Началось массовое переселение на европейский запад. Гунны и аланы теснили остготов, которые сгоняли с места вестготов, те — других германцев, в числе которых были и франки. Остготы создали настоящую империю на сарматских и скифских равнинах от Дона до Балтики. Баламир во главе войск гуннов и аланов разбил остготов, и их король Эрманарих покончил с собой. Остготы бежали, выталкивая дальше на запад вестготов, занимавших территорию к западу от Борисфена вплоть до Дуная. Вестготы часто вмешивались в дела Империи, выступая то врагами, то союзниками. Когда остготы были вынуждены признать власть гуннов, вестготы поняли, что скоро придет и их черед. Вестготы, скопившиеся на восточном берегу Дуная, должны были выбирать между бегством и капитуляцией. Единственным решением оставалось попросить убежища в Римской империи. Согласие было получено. Так гунны одним ударом захватили всю территорию до самого Дуная. Именно у этой реки поселятся их главные вожди.
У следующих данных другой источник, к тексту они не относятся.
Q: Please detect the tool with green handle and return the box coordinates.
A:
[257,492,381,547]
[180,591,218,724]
Но каким бы ни было влияние Баламира, гунны не представляли собой единого народа. Орды каспийских белых гуннов не участвовали в походе Баламира, а многие племена черных гуннов остановились далеко от Дуная и не поддерживали прочных связей с теми, кто вышел к окраинам Римской империи, наконец, часть гуннских родов, расселившихся вдоль Дуная и к востоку от этой реки, сохраняли независимость, подчиняясь своим вождям и признавая только родственные связи и союзы, заключенные между соседями. Некоторые мятежные галльские вожди находили у гуннов хороший прием: каждое племя было вольно заключать союзы, с кем пожелает. Одни намеревались захватить часть римской территории, другие предлагали Империи свои услуги по защите ее границ — естественно, на выгодных для себя условиях.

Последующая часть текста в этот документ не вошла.